Rapidement, je me suis rendu compte qu’elle croissait. À force de manger, elle prenait des forces et du volume. Elle s’est mise à vider toutes les rues du quartier, avant de s’attaquer aux boulevards, à tout ce qui vivait dans cette ville. Bien sûr, la police est intervenue, mais leurs balles se perdaient dans la masse orange. Quand les autorités ont fait appel à l’armée, il était déjà trop tard. L’écorce de la citrouille était devenue impénétrable, plus solide que les plus solides des blindés. Il a bien fallu en convenir, rien ne pouvait l’arrêter.
J’ignore comment tout cela va se terminer. À la télé, on peut suivre les déplacements de la citrouille. Cela nous donne le temps de nous ravitailler. Mais il faut faire vite, parce qu’elle change de direction à tout bout de champ, c’est un monstre fou.
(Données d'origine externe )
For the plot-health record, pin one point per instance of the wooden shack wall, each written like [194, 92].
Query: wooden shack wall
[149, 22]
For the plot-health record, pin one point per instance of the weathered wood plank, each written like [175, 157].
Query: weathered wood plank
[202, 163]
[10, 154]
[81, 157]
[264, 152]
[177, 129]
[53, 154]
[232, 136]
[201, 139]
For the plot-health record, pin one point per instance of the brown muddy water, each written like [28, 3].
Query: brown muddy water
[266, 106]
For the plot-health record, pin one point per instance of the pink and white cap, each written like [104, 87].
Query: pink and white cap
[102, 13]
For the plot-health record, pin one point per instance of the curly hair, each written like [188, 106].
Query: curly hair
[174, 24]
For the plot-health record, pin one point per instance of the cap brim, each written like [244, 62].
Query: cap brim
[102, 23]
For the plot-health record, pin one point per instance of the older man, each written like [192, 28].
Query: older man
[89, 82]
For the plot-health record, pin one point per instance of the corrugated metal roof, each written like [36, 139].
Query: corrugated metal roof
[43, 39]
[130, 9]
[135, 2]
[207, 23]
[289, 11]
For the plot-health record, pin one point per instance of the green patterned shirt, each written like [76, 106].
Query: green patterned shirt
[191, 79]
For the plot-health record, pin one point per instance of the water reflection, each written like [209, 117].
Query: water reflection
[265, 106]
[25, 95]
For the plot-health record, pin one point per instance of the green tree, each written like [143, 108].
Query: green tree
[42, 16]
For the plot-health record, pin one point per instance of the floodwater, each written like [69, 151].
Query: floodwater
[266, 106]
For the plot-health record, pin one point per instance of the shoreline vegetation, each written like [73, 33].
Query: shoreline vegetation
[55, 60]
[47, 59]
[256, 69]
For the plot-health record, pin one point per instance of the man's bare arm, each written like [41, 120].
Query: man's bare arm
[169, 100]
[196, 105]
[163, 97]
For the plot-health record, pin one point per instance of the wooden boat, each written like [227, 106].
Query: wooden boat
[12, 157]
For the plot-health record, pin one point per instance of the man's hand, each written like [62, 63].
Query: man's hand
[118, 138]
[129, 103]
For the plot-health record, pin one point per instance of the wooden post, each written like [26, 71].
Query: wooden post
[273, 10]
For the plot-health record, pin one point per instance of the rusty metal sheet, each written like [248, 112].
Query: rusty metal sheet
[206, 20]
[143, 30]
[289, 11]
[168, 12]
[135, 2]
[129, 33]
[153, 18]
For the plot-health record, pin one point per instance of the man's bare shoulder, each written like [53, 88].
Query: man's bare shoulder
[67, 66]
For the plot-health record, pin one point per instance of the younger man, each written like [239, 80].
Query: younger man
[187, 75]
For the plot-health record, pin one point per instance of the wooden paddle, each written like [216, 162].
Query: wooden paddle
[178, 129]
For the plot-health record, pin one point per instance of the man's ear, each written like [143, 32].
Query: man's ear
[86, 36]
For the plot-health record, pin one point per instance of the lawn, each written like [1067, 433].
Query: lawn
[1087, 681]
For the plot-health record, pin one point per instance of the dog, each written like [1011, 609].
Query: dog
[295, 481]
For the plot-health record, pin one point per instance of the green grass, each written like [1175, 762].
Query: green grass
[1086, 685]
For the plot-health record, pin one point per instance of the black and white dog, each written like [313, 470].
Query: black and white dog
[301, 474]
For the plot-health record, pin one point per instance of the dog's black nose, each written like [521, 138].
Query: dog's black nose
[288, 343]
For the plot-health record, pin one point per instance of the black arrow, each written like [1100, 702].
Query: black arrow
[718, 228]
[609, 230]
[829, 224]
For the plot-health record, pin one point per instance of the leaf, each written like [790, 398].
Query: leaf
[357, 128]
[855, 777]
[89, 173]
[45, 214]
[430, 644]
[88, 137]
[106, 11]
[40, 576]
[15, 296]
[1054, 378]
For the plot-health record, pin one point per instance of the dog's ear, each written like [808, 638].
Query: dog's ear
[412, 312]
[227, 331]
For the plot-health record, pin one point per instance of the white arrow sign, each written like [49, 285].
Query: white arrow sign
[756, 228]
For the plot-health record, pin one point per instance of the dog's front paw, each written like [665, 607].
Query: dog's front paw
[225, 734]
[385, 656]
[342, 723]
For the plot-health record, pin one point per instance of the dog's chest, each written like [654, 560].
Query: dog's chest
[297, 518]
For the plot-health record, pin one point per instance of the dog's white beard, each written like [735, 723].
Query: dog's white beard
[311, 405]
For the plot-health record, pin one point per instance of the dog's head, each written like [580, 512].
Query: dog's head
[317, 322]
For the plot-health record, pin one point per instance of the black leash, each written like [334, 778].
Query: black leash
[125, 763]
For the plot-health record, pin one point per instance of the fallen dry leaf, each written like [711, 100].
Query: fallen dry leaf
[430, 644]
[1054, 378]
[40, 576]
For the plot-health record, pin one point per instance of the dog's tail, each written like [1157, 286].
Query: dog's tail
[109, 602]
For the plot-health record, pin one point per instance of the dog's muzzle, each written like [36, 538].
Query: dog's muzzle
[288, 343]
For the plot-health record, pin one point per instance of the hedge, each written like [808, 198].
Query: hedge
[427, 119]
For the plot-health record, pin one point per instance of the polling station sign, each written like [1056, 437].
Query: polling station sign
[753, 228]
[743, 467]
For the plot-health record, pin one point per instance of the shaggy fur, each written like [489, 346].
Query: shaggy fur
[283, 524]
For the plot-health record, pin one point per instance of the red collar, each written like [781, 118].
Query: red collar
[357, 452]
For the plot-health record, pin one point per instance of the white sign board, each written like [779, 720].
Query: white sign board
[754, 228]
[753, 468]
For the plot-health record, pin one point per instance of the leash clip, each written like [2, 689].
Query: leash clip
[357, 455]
Jusqu’ici, chaque tentative d’évacuation de la ville a échoué, comme si elle pouvait les deviner et intervenir à temps pour les empêcher.
Une fois qu’elle en aura fini avec nous, cette citrouille indestructible ira frapper une autre ville, puis une autre, et sa progression sera de plus en plus rapide, et elle, elle sera de plus en plus gigantesque, insatiable, inattaquable.
Je vous le dis, pendant que je le peux, on aurait dû se méfier de Bidodeau. Maintenant, plus personne ne peut plus rien pour nous.